Resultaba una hipótesis incómoda para los organizadores del Tour. En la segunda etapa de aquella edición, los cuatro ciclistas que marchaban escapados pincharon uno tras otro. El favorito Archambaud también pinchó seis veces y perdió media hora. Giuseppe Martano, segundo en el Tour anterior, pinchó tantas veces que se retiró desesperado. No se trataba de la tradicional siembra de clavos con la que algunos espectadores provocaban los pinchazos (salvo al ciclista de su pueblo, al que avisaban del lado de la carretera por el que debía pedalear para librarse). Aquel año las ruedas proporcionadas por la organización llevaban, por primera vez, llantas de duraluminio en lugar de llantas de madera. En los días calurosos, con el metal ardiendo, los tubulares reventaban. O se soltaban, porque el pegamento se derretía. Ocurría en los días calurosos o en las bajadas largas, como la del Galibier, cuando la fricción de las zapatas de los frenos recalentaba las llantas. Los organizadores pasaban de puntillas por este asunto que podía costarles una condena judicial, pero los pinchazos, las salidas de tubular y las consiguientes caídas proliferaron tanto, que tres días después del accidente, justo cuando se conoció la muerte de Cepeda, restituyeron las antiguas llantas de madera.

El vizcaíno fue el primer ciclista muerto en plena disputa del Tour, aunque hubo otro que falleció en una jornada de descanso durante la edición de 1910. Adolphe Hélière, un chaval que corría como isolé (aislado, sin equipo), llegó exhausto a la meta de Niza tras una etapa de 345 kilómetros, a nueve horas y media del vencedor. Durmió en la playa, como hicieron muchos isolés, porque preferían ahorrar dinero en hoteles y gastárselo en comida: combustible para la carrera. Al día siguiente Hélière se pegó una comilona, se dio un chapuzón en el mar y sufrió un choque térmico. Lo sacaron a la arena, intentaron reanimarlo, allí murió. Tenía 19 años y, según sus compañeros, le hacía mucha ilusión pasar por Rennes, su ciudad natal, unas etapas más adelante.

Además de Cepeda, otros dos ciclistas han muerto en carrera durante el Tour: el italiano Fabio Casartelli, que en 1995 se golpeó la cabeza contra un murete de cemento en el descenso del Portet d’Aspet, y el británico Tom Simpson, quien reventó por una mezcla de calor, alcohol y anfetaminas durante la subida al Mont Ventoux en 1967. Las imágenes televisadas de Simpson zigzagueando sobre la bicicleta, segundos antes de desplomarse, conmocionaron al mundo del ciclismo y cambiaron sus reglas. Al año siguiente el Tour instauró por primera vez los controles antidopaje. 

El ciclista donostiarra Ramón Mendiburu fue testigo de aquel episodio en el Ventoux.

- Ese día en la salida de Marsella cascaba un sol tremendo.
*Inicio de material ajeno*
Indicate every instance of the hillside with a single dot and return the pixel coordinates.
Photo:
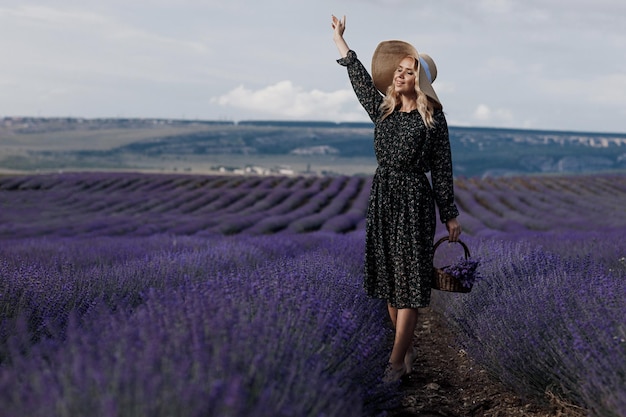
(284, 147)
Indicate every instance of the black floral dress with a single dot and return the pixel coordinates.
(401, 214)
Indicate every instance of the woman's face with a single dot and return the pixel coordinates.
(404, 77)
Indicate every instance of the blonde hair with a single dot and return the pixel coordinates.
(425, 106)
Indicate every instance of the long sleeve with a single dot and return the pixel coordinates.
(440, 160)
(363, 86)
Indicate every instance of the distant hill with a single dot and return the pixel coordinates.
(80, 144)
Nunca me olvidaré de Tom Simpson recogiendo agua de una acequia con la gorra y echándosela por la cabeza. Yo pensaba: “Si ahora estás ya asado, cómo estarás dentro de doscientos kilómetros...”. También recuerdo que en plena carrera Jesús Aranzábal metió la cabeza en un abrevadero, salió con todo el verdín colgando de las orejas... y con dos botellas de champán que alguien había dejado a refrescar. Yo subí el Ventoux en un grupito con Stablinski. A falta de un par de kilómetros para la cima, en aquel pedregal, vimos a un corro de gente en la cuneta, alrededor de un ciclista tirado en el suelo. El doctor Dumas le estaba haciendo el boca a boca. Stablinski preguntó: “Qui est-ce?”. “C’est Tom, c’est Tom!
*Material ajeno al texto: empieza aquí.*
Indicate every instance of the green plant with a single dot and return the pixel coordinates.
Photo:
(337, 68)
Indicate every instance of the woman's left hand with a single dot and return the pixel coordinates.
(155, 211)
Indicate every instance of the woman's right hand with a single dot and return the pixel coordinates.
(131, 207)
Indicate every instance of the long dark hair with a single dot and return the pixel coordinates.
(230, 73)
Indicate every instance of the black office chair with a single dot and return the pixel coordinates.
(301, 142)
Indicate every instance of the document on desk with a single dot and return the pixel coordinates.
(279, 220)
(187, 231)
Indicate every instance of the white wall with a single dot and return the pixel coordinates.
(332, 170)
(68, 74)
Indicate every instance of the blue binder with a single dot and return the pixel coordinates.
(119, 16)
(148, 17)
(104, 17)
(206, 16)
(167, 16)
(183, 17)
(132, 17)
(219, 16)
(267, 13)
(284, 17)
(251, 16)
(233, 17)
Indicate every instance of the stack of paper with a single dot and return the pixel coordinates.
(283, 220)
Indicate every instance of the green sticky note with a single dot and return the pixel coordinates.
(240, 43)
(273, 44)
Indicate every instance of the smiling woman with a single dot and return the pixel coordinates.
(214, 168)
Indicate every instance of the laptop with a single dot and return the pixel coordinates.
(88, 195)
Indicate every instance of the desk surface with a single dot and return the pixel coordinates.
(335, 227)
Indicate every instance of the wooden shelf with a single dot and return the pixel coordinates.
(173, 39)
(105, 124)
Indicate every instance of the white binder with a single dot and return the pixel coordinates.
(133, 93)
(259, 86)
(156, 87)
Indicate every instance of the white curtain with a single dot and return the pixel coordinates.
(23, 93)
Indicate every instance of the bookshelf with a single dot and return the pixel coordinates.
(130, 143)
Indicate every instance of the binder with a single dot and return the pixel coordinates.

El ciclismo es un juego entre la alegría y la angustia. Como a ningún otro deporte, le preceden anuncios de urgencia: motos con aullido de sirenas, coches que dan bocinazos, zumbidos de helicópteros. El espectador aguarda con ansia en la cuneta. Va a pasar algo. Y pasa, pasa un enjambre veloz, estallido de colores, pirotecnia. El espectador aplaude con la felicidad de un crío pero también ve, muy de cerca, escenas inquietantes: muecas de sufrimiento, narices que gotean sudor, miradas perdidas, alguna caída terrible como la de Cepeda. La batalla es inventada pero el dolor es real. El ciclismo no fascina porque coquetee con la muerte, sino porque juega hasta el límite con esa extraña capacidad humana de aceptar el riesgo y el sufrimiento. Y porque no ignora -nadie debería ignorarlo- que un centímetro más allá ya no hay remedio.